Investors described how Ms. Balwani gave them revenue projections that were grossly inflated and had persuaded them to sink millions into the startup. In one instance, investors were shown revenue projections in October 2014—with just two months of the year remaining—that said the company would reach $140 million in revenue for the year. In reality, its revenue for that year was $150,000, according to a document shown in court. Its most lucrative year was in 2009, when the company had about $2.8 million in sales.

“It is only a matter of time before the house of cards crumbles and the financial projections never come true,” said Assistant U.S. Attorney Jeffrey Schenk.

Brian Grossman, who runs hedge fund PFM Health Sciences LP, which invested $96 million in Theranos, testified that Mr. Balwani walked him through a financial model that showed “they were profitable, surprisingly profitable,” Mr. Grossman said. “We did take their estimates and we used those” to inform the decision to invest, he testified. Theranos never turned a profit and lost hundreds of millions of dollars.

The first witness in Mr. Balwani’s brief defense was an Arizona physician, who had sent around 150 patients to Theranos for blood tests and herself had taken a Theranos test for pregnancy. But she walked back her endorsement of Theranos on the stand when cross-examined by a prosecutor who pointed out that her patients’ results had been voided and Theranos struggled with accuracy.
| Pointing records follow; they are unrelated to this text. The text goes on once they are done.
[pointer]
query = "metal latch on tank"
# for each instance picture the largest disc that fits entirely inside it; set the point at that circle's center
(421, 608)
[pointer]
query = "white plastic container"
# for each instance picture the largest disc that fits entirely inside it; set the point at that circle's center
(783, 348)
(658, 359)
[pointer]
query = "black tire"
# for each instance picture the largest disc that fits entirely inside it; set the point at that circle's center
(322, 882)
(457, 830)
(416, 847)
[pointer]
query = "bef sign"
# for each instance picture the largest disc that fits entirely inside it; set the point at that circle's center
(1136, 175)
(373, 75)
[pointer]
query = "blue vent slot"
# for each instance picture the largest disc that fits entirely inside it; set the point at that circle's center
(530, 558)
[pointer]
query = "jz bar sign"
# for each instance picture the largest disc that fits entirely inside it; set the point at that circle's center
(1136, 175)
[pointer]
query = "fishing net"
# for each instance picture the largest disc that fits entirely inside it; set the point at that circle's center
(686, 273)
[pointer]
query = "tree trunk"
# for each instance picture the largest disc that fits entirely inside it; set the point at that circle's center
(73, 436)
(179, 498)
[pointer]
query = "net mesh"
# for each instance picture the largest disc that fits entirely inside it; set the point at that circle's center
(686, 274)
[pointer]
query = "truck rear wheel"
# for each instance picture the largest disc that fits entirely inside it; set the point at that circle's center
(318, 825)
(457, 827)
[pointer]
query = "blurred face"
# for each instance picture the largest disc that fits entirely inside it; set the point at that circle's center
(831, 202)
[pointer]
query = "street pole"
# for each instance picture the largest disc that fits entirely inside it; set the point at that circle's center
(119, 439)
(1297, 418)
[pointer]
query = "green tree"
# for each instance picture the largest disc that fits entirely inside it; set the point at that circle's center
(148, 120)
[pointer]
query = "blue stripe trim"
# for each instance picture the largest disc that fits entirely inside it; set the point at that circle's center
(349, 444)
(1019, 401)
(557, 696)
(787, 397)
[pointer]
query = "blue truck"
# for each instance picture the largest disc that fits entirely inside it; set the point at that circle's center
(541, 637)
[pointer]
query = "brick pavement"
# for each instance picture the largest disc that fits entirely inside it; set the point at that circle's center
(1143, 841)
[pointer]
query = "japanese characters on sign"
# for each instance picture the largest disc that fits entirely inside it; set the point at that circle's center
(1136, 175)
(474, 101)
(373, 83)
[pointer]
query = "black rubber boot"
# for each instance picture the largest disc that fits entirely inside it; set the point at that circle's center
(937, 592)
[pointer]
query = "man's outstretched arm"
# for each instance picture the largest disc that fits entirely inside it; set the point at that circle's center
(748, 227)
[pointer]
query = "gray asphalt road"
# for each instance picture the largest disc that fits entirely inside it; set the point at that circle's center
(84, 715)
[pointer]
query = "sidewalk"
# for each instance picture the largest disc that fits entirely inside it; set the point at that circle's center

The second and final witness was a technical consultant who was paid by the defense to examine Theranos’s laboratory database that tracked more than a million patient test results, which Theranos executives ordered destroyed before the government examining its contents. Defense lawyers sought to use his testimony to show that the government hadn’t exhausted all efforts to obtain the patient database from Theranos, which could have shown test results were accurate—an argument that fell flat with the jury.

Prosecutors’ case against Mr. Balwani largely mirrored the one they brought against Ms. Holmes. The pair were indicted together but U.S. District Judge Edward Davila ordered the case severed in March 2020. Both trials were postponed due to the pandemic, and Mr. Balwani’s trial suffered repeated delays due to Covid cases affecting jurors and others involved in the trial.

Theranos dissolved in September 2018.

Lawyers for both Ms. Holmes and Mr. Balwani have moved for a judgment of acquittal. The judge hasn’t ruled on the matter.

Mr. Balwani’s conviction may affect the sentencing given to Ms. Holmes this September. Judge Davila will likely want to give similar sentences to both because of their near-identical crimes, said Andrey Spektor, a defense lawyer and former federal prosecutor in the Eastern District of New York. Any leniency he shows Ms. Holmes—who is 38 years old and had a baby last year —he will have to also show Mr. Balwani, or risk looking unfair, Mr. Spektor said.

“If he gives her a big break he is going to think how will it look if he sentences Balwani differently,” said Mr. Spektor.